Damit trennten sich die Wege der beiden Verliebten, Linh und Dung. Sie war 15, er 16. Als sie sich voneinander verabschiedeten, schwor sie ihm, nach Kalifornien nachzureisen, um mit ihm durchzubrennen, sobald sie die Gelegenheit dazu habe.

8. Little Saigon, Orange County, 1975–2019

Wie Inseln liegen die asiatisch geprägten communities in Südkaliforniens Städte­meeren. Kleine Stadt­staaten, verbunden über Freeways, die es den Bewohnerinnen ermöglichen, sich von einer Insel zur nächsten zu bewegen, ohne mit kulturell anderen Lebens­weisen in Berührung zu kommen. In Orange County sind die Übergänge der communities fliessend, weil die Städte dort nirgendwo anfangen und nirgendwo aufhören. Ihre Grenzen lassen sich allein an der Sprache auf den Schildern der Einkaufs­zentren, Bäckereien, Hochzeits­planer und Beerdigungs­institute ablesen.

Im Gebiet von Garden Grove, Westminster und Anaheim im Südosten von Los Angeles liegt eine der grössten asiatischen communities der USA. Sie trägt den Namen Little Saigon, und die Menschen erzählen, dass Vietnam heute so aussehen würde, wäre der Krieg anders ausgegangen. Etwa 200’000 Menschen vietnamesischer Herkunft leben in Little Saigon, jedenfalls nach offizieller Zählung. Vermutlich dürfte ihre Zahl um ein Mehrfaches darüber­liegen, denn viele Einwanderer holten nach und nach Familien­mitglieder illegal ins Land. Und jedes Jahr werden es ein paar tausend mehr, weshalb sich Little Saigon ausbreitet und nun bereits bis ins beschauliche Fountain Valley weit im Süden von Los Angeles reicht.

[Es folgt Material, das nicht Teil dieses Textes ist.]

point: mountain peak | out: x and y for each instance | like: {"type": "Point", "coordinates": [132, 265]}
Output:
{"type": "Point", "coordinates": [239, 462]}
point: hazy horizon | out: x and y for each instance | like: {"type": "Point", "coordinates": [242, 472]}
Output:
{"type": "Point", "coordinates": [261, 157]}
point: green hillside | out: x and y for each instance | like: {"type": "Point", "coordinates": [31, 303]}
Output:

Dort, in einem modernen vietnamesischen Café, treffen wir Anh Do, Lokal­journalistin bei der «Los Angeles Times». Anh Do erzählt von den drei Phasen vietnamesischer Flucht­bewegungen nach Amerika, von den «drei Wellen», wie sie in ihrem Sprach­gebrauch und in der Forschung genannt werden. Anh Do ist die Tochter des legendären Verlegers Yen Ngoc Do, der 1978 in Little Saigon die erste Tages­zeitung auf Vietnamesisch herausbrachte.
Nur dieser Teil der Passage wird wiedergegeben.